Honda Motor Co. is back in Formula One in 2006 as a constructor for the first time since November 3rd, 1968, when Honda ran its last Grand Prix as a constructor in Mexico City, with John Surtees as the principal Honda entry, driving the Honda RA301 with a 3.0 litre V12 engine.
Although John Surtees was Honda's most successful Grand Prix driver, in the course of its last season in 1968, Honda retained other drivers on occasion to join Surtees for one-off performances, including Jo Bonnier for the Mexican Grand Prix and David Hobbs for the Italian Grand Prix.
But it was Honda's engagement of a 40 year-old Frenchman, Jo Schlesser, for the French Grand Prix that was to play a significant role in bringing the curtain down on Honda's first foray into Grand Prix racing, an event so traumatic to the company that in some ways it has taken Honda 37 years to recover from it.
Who was Jo Schlesser, and how did this relative novice become a Honda Grand Prix driver?
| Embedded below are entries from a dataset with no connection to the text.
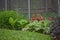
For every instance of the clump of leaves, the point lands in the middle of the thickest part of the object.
(21, 23)
(12, 22)
(42, 26)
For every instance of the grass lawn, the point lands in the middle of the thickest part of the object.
(19, 35)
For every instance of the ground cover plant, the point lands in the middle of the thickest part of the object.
(21, 35)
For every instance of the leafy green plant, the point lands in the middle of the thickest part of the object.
(12, 22)
(21, 35)
(39, 26)
(21, 24)
(4, 18)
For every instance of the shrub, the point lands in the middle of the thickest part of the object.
(19, 35)
(21, 23)
(4, 18)
(42, 26)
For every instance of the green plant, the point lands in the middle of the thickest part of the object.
(12, 22)
(42, 26)
(4, 18)
(21, 23)
(19, 35)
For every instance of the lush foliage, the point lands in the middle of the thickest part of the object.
(7, 17)
(19, 35)
(36, 26)
(21, 24)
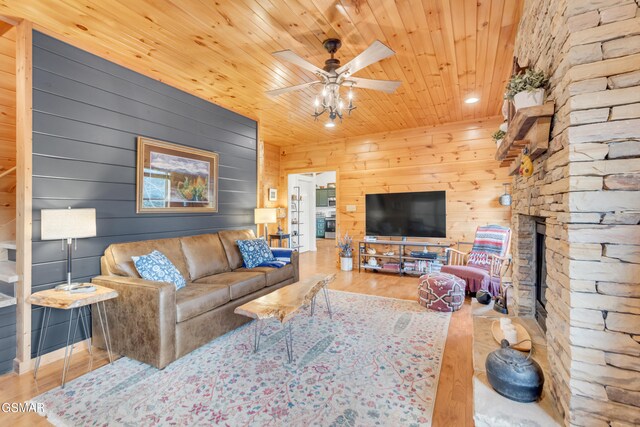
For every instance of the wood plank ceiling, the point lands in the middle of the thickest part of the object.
(446, 51)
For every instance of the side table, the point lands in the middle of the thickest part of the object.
(80, 302)
(279, 238)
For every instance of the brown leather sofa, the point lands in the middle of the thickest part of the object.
(153, 323)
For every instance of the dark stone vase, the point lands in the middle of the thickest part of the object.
(513, 374)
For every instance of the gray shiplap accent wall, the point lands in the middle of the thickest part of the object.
(87, 115)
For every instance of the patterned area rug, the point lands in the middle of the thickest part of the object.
(376, 363)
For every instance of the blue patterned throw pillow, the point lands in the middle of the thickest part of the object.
(254, 252)
(157, 267)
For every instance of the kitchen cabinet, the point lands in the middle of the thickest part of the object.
(323, 195)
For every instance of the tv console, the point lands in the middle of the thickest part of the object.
(400, 263)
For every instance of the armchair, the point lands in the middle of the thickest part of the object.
(483, 266)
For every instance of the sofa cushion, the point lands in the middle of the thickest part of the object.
(273, 275)
(157, 267)
(118, 255)
(198, 298)
(240, 283)
(255, 252)
(204, 255)
(228, 239)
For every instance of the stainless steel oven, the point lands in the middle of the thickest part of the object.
(330, 228)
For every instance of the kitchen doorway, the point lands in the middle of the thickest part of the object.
(312, 208)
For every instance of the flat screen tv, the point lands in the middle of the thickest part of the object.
(418, 214)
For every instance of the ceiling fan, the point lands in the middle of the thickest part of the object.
(333, 76)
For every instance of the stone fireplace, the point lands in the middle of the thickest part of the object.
(541, 275)
(581, 207)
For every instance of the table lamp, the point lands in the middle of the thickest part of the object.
(281, 214)
(265, 216)
(67, 224)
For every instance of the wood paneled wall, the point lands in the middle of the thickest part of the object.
(457, 157)
(7, 134)
(88, 113)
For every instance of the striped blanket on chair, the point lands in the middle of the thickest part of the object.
(490, 240)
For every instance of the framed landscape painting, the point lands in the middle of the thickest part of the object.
(175, 178)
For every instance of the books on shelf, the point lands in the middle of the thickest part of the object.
(395, 266)
(426, 255)
(422, 266)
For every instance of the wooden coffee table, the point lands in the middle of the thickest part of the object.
(80, 302)
(283, 304)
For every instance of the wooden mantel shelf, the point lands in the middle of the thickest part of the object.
(529, 127)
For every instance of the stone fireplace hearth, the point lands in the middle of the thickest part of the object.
(586, 191)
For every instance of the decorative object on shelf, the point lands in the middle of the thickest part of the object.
(498, 136)
(515, 333)
(265, 216)
(483, 297)
(527, 89)
(505, 199)
(500, 305)
(67, 224)
(333, 76)
(513, 374)
(281, 213)
(345, 244)
(530, 128)
(175, 178)
(526, 165)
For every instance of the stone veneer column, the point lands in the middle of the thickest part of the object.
(587, 187)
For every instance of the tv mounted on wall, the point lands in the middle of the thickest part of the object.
(417, 214)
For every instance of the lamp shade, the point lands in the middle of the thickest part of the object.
(67, 223)
(265, 216)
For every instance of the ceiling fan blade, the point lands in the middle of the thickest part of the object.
(374, 53)
(296, 59)
(388, 86)
(280, 91)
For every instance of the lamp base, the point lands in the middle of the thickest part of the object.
(68, 286)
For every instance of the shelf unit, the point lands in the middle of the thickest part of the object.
(400, 257)
(296, 236)
(529, 128)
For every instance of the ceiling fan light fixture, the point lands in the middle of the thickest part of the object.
(334, 75)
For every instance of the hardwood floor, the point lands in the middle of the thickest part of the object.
(454, 401)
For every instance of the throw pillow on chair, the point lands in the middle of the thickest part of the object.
(441, 292)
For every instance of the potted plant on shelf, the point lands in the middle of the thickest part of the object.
(527, 89)
(498, 136)
(346, 252)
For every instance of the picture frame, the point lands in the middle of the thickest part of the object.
(273, 194)
(175, 178)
Born in the former French colony of Madagascar, Schlesser had been in and about Grand Prix circles for years and had a solid background in French National racing, both as a sportscar driver and in open-wheel racing. Indeed, in 1962 and 1963, Schlesser had been the French Formula Junior Champion. He had also driven a Cobra Daytona Coupe to victory in the 1965 Sebring 12-hour and won the 1967 Rheims 12-hour race in a GT40 entered by Ford of France with Guy Ligier as his co-driver.